-
Bug
-
Resolution: Fixed
-
Blocker
This is against 1.35
EC2Cloud.java has several synchronized methods that can be called from various timers. getNewOrExistingAvailableSlave() and connect() are the problematic ones in this case. Our installation heavily utilizes the spot market and we have a high number of nodes in our fleet.
Under load you can easily get into a situation where one thread is terminating an instance and at the same time another is trying to provision a new one. The liberal use of synchronized methods in EC2Cloud is not safe. A finer-grained locking strategy, or moving to a lockless strategy is advisable.
{{------------------------------------------------------------------------------------------------------------
T1 "Handling POST /view/Adhoc/job/admin_FailedSourceReplayRunner/build from xxx.xx.xxx.xx : RequestHandlerThread2247"
– parking to wait for <0x000000060090c078> (a java.util.concurrent.locks.ReentrantLock$NonfairSync)

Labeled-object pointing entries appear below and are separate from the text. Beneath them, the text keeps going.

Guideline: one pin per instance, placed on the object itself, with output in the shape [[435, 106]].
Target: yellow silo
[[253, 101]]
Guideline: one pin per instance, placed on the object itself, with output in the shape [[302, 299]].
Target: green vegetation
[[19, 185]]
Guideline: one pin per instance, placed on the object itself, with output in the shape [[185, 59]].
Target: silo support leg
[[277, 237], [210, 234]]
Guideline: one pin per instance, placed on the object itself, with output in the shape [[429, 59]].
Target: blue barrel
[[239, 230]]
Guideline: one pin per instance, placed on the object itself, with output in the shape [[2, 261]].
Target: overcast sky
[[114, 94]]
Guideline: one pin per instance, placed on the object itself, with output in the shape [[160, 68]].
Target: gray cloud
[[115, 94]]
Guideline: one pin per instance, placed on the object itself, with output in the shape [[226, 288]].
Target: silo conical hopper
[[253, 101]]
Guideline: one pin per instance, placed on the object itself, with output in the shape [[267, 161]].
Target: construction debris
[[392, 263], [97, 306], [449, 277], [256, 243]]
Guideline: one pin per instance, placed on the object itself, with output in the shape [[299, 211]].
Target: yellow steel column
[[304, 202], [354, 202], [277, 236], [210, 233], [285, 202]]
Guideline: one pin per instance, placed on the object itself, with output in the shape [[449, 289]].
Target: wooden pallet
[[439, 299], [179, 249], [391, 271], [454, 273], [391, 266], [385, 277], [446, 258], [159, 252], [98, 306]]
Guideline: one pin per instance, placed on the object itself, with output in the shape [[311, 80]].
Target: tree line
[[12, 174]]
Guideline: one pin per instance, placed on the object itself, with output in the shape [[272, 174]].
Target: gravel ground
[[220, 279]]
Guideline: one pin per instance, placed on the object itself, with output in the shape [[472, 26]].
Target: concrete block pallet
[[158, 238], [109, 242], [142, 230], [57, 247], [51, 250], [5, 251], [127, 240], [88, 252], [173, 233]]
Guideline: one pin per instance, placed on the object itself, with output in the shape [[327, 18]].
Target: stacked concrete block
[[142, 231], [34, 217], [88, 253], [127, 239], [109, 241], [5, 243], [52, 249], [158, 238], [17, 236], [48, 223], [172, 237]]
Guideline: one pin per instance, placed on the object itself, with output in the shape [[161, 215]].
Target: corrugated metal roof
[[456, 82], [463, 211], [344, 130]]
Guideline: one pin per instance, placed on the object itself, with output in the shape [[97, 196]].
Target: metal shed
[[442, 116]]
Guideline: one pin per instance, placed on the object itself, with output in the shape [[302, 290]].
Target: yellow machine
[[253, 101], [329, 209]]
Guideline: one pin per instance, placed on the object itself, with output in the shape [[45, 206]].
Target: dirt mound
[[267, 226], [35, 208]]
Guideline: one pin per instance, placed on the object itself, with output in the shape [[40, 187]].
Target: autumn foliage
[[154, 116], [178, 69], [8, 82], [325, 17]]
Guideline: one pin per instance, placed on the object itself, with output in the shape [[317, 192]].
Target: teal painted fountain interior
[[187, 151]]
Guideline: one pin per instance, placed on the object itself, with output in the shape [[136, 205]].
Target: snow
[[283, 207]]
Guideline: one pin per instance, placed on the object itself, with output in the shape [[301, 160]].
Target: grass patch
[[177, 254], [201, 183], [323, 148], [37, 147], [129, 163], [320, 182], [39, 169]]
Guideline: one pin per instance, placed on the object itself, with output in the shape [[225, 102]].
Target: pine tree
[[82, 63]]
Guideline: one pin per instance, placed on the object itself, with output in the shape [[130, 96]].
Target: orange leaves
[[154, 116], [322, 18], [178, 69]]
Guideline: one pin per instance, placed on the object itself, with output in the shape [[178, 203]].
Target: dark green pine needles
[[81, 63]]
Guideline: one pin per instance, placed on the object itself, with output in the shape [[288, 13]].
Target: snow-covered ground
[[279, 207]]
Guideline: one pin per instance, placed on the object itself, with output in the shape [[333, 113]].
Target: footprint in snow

which is held by T2 "EC2 alive slaves monitor thread"
------------------------------------------------------------------------------------------------------------
"Handling POST /view/Adhoc/job/admin_FailedSourceReplayRunner/build from xxx.xx.xxx.xx : RequestHandlerThread2247":
at sun.misc.Unsafe.park(Native Method)
- parking to wait for <0x000000060090c078> (a java.util.concurrent.locks.ReentrantLock$NonfairSync)
at java.util.concurrent.locks.LockSupport.park(LockSupport.java:186)
at java.util.concurrent.locks.AbstractQueuedSynchronizer.parkAndCheckInterrupt(AbstractQueuedSynchronizer.java:834)
at java.util.concurrent.locks.AbstractQueuedSynchronizer.acquireQueued(AbstractQueuedSynchronizer.java:867)
at java.util.concurrent.locks.AbstractQueuedSynchronizer.acquire(AbstractQueuedSynchronizer.java:1197)
at java.util.concurrent.locks.ReentrantLock$NonfairSync.lock(ReentrantLock.java:214)
at java.util.concurrent.locks.ReentrantLock.lock(ReentrantLock.java:290)
at hudson.model.Queue.schedule2(Queue.java:556)
at hudson.model.Queue.schedule2(Queue.java:679)
at hudson.model.Queue.schedule(Queue.java:672)
at hudson.model.ParametersDefinitionProperty._doBuild(ParametersDefinitionProperty.java:173)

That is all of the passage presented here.